"Yes," said the pharmacist, "no imagination, no wit, nothing that makes a man shine in society."
------Pt. 2, I.
He has more customers than there are sinners in hell; the authorities treat him kindly and he has the public on his side.
He has just been given the cross of the Legion of Honor.
------Pt. 3, XI.
Gustave Flaubert, Madame Bovary.
As Flaubert's Homais was a concise portrait of the post enlightenment philistine, Thomas Friedman is the present arch philistine of "Globalism". The offhand comments of cab drivers and hotel receptionists the world over are sucked into the vortex of his tireless banality. Billboards and corporate boardroom bon mots are first principles. Ultimately Friedman is the "Ugly American" as an intellectual tourist.
President Obama, bien sur, reads him religiously. Established media in the United States refer to him as a "deep thinker". Our contemporary Homais writes a column weekly for the New York Times.
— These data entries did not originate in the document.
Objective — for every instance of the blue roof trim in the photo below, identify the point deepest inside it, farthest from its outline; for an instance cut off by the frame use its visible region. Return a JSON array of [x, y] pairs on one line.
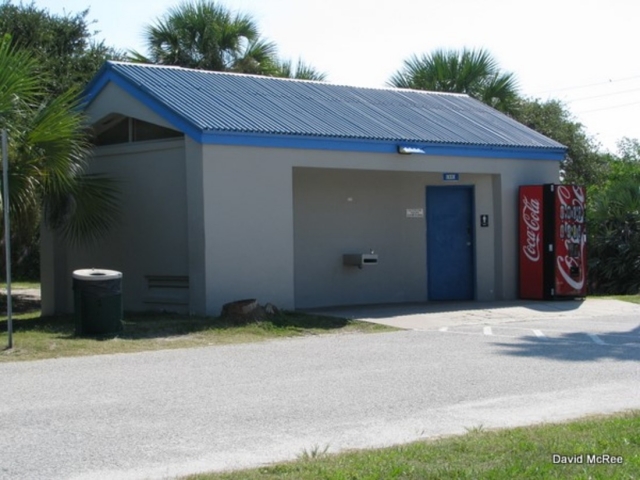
[[375, 146], [151, 90], [101, 81]]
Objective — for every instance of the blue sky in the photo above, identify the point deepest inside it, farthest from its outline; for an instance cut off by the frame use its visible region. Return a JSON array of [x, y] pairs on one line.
[[581, 52]]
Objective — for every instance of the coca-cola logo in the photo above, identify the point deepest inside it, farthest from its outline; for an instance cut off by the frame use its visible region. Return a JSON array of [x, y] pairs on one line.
[[531, 219], [572, 207]]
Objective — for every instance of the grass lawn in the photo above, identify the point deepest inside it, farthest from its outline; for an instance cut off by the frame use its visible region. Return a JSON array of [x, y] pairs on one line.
[[520, 453], [21, 284], [38, 337]]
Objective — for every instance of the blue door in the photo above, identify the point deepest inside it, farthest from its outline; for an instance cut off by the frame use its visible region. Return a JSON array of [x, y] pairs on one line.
[[450, 235]]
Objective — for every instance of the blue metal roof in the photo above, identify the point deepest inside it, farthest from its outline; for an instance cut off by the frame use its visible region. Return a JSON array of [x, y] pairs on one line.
[[207, 104]]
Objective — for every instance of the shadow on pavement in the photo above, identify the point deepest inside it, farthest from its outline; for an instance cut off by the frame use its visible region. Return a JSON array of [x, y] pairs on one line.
[[403, 309], [578, 346]]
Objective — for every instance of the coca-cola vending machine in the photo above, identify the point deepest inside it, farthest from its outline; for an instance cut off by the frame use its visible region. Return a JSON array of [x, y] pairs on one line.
[[553, 253]]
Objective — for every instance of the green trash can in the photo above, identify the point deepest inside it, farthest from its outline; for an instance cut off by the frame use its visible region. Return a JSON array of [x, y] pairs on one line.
[[97, 296]]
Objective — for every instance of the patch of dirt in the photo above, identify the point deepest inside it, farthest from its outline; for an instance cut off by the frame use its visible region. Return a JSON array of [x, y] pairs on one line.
[[22, 301]]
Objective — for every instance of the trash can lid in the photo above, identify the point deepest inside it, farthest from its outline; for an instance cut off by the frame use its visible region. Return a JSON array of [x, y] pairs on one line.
[[96, 274]]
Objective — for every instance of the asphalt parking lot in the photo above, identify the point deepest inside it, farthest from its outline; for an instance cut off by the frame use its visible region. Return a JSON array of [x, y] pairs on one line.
[[162, 414]]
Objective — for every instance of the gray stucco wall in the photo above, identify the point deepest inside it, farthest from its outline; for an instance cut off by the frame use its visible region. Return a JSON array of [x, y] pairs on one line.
[[277, 222], [149, 240], [350, 211], [273, 223]]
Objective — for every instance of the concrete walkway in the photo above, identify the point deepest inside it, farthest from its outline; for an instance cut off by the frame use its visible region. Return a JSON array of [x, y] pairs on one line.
[[429, 316]]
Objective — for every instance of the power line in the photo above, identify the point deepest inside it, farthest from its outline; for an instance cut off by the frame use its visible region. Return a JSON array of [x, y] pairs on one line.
[[609, 108], [603, 95], [577, 87]]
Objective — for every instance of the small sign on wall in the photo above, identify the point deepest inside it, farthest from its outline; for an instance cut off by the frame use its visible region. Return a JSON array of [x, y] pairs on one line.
[[415, 212]]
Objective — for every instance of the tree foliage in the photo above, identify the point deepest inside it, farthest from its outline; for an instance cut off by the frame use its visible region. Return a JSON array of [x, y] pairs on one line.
[[63, 45], [614, 224], [206, 35], [584, 164], [300, 70], [474, 72], [47, 151]]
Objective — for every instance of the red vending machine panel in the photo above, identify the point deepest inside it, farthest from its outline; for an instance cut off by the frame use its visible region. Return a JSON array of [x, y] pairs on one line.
[[531, 242], [552, 246], [570, 266]]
It is no surprise our Homais is a Centrist. All forms of "extremism" upset him; bottle rockets at a country fair alarmed the 19th century Homais. Like the ass caught between two piles of feed, Friedman can't help braying about the danger of "taking sides".
Unfortunately, he carries and broadcasts the love of his own opinion much further than his literary forefather.
This renders his output less tolerable and culture's adulation("best selling books") of it more troubling.